«In France, meals tend to be served religiously three times a day at fixed hours and are shared with the whole family. Most offices provide their employees with meal vouchers and allow them a full hour for lunch (an hour and a half if you are lucky). Lunch frequently involves a glass of wine. Carbs are served with every meal.
This is not a diet to keep you as slim as the mythical Parisienne. Despite their carefully curated insouciance, French women strategize and watch their weight in secret. Fries and bread are consumed in toddler-sized portions. Apéritifs dînatoires (‘dining drinks’) often replace dinner: a handful of peanuts, a slice of cheese and plenty of cigarettes — a popular way to cut one’s appetite, and also très sexy.
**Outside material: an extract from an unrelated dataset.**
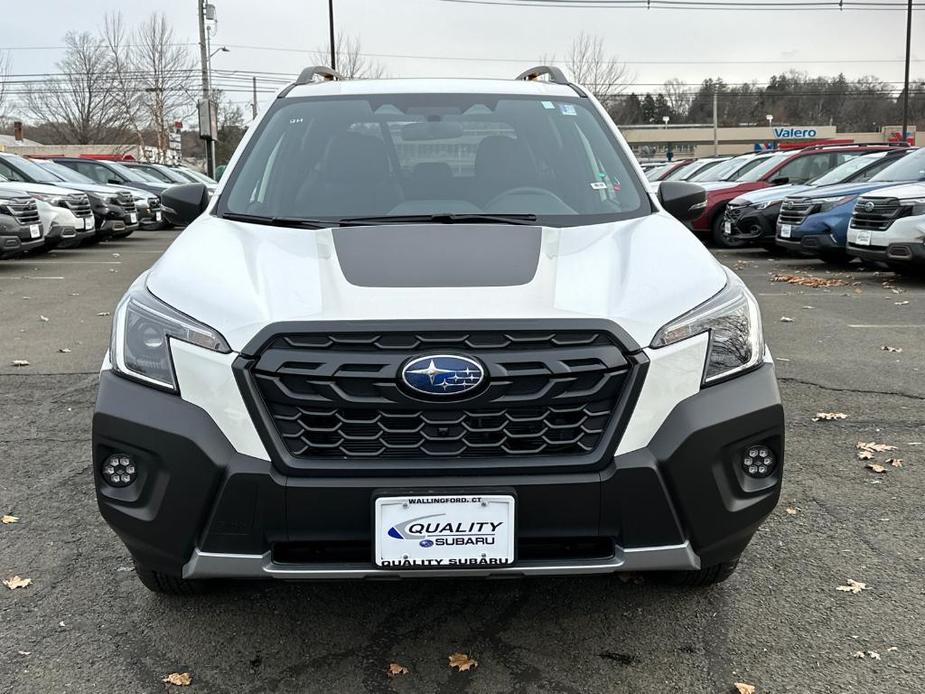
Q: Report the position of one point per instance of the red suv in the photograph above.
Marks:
(792, 167)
To every occasion, a tactic. A French colleague told me that she ‘prepared’ for heavier meals with her boyfriend by barely eating on the day of the meal itself and abstaining the next day too. Asked about her diet, first lady Brigitte Macron said she never finishes her glass of wine.
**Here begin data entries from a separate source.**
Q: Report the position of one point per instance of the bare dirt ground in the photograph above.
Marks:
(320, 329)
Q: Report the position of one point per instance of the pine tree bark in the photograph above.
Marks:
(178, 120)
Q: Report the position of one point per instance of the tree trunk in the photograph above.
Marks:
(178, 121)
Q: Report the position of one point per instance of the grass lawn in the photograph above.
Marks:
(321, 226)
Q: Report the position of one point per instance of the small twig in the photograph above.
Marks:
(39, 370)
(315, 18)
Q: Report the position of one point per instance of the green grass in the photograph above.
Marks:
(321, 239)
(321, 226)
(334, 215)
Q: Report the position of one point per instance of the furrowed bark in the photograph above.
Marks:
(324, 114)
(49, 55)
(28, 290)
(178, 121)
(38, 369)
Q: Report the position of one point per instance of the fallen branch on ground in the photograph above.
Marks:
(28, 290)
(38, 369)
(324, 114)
In France, strict etiquette surrounds food. In upper-class circles it is rude to say ‘bon appétit’ because one shouldn’t eat out of hunger but for pleasure. Champagne glasses are held by the stem, in order to look elegant and also avoid the contents warming up too fast. The rules are dictated by a privileged minority who look down on those who eat out of necessity rather than for pleasure.
The idealized French woman is therefore someone who is wealthy, upper-class and white. She eats — and doesn’t eat — when she pleases.»